Open babak-kananpour opened 2 years ago
Hi, I just ran the notebook again but I didn't encounter the same issue, could you please try again with the latest notebook in the readme file? If the error persists, I can look deeper into this.
Best regards,
Hi @xzyaoi , I still have the same problem with the new version. In the demo notebook when the line:
importances = importance.fit(X_train_dirty, y_train_dirty).score(X_test, y_test)
gets to run I face the error. what I did to ignore this problem was to use the python written function of "compute_all_importances" in "datascope/importance/shapley" instead of cython version "compute_all_importances_cy".
These variables are float "unit_distances, unit_utilities, null_scores" which is correct but shapley_cy.pyx expect these variable to be integer.
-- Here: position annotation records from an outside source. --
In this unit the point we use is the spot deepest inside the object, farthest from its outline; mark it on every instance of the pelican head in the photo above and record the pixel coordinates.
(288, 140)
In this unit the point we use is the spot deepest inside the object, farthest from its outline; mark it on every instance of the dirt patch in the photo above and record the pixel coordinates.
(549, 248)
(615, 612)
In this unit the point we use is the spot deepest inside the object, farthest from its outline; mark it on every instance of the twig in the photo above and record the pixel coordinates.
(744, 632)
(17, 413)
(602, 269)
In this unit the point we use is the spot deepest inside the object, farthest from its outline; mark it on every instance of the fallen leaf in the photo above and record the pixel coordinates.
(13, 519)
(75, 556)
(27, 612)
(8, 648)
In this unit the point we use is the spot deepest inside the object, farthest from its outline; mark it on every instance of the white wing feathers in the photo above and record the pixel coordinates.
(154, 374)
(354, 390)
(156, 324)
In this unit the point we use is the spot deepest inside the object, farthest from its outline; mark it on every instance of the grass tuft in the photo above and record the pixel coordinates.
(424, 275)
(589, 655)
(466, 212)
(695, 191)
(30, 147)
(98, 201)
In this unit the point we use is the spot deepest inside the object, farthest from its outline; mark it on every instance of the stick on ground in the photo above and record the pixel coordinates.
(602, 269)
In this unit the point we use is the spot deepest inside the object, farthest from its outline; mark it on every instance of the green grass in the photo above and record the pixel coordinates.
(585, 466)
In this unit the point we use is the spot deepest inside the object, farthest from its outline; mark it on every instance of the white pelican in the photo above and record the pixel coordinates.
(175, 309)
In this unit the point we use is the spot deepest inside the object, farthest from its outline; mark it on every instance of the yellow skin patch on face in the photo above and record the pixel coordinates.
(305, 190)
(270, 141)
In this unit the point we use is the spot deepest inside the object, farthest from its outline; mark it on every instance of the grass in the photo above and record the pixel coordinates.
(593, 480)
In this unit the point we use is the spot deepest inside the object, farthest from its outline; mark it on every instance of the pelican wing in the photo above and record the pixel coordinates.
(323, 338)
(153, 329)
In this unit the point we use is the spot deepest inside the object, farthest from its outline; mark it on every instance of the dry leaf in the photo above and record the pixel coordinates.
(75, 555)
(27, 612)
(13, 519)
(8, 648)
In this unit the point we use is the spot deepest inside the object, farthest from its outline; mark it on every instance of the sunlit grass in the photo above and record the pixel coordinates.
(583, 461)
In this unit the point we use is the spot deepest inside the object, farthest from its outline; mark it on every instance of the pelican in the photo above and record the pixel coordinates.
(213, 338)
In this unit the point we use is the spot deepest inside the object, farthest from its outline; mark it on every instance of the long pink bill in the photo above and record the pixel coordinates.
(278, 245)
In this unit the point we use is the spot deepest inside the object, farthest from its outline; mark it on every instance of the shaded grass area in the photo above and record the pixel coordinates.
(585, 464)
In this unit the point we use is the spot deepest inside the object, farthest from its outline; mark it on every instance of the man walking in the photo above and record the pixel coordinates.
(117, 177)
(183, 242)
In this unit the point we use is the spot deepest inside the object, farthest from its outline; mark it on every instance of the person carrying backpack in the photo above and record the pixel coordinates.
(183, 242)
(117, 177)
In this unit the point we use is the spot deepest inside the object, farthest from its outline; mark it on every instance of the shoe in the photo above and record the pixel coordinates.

@babak-1990 Interesting, I still cannot reproduce this error, even with a newly created colab environment (see https://colab.research.google.com/drive/1RdArqm0ZpYR_Tq5rKMDu8U7KxsgNEhNl#scrollTo=8b974636-7c3e-4b82-8401-ff541a47a002).
I am now thinking this is due to your local compiler, which may have a different behavior about np.int
(are you on Windows or Mac OS?). I have found a possible solution: https://github.com/eragonruan/text-detection-ctpn/issues/380
However, I don't have a Windows PC at hand, could you please try to change the np.int
to np.int64
or np.int32
(if np.int64
does not work out) in this Line https://github.com/easeml/datascope/blob/main/datascope/importance/shapley_cy.pyx#L30? Then after re-compiling, it should work.
If it works please let me know so I can release a stable fix on this. If it doesn't please also feel free to reach out!
Best regards, Xiaozhe
Hi @xzyaoi, I already read this potential solution and I tried to fix it by assigning different DTYPE but it didn't work out. My local computer OS is windows. you are right this is due to my local compiler. Changing this line https://github.com/easeml/datascope/blob/main/datascope/importance/shapley_cy.pyx#L30? won't fix the problem because the error happens before entering function compute_all_importances_cy
in /datascope/importance/shapley_cy.pyx , however I gave it a try to be sure about it.
In that time, I though maybe changing lines https://github.com/easeml/datascope/blob/8a8e397686df318e2e3e5c32b30ba4b80244c522/datascope/importance/shapley_cy.pyx?rgh-link-date=2022-06-17T09%3A39%3A48Z#L11 and https://github.com/easeml/datascope/blob/8a8e397686df318e2e3e5c32b30ba4b80244c522/datascope/importance/shapley_cy.pyx?rgh-link-date=2022-06-17T09%3A39%3A48Z#L12 will fix the problem but it didn't.
@babak-1990, Thanks for your reply! I can reproduce this error with a Windows Setup. I am trying to fix this error, and it should be soon. I will update here if I made a progress :)
Thanks for this great library. I followed the instruction in readme.md file and run the setup.
I get the following error when trying to test on the notebook "DataScope-Demo-1.ipynb":
It seems there is an issue with type when calling the compute_all_importances_cy function. It expects integer but receives float(double?).
I tried to modify compute_all_importances_cy in shapley_cy.pyx but I had no luck to fix this bug.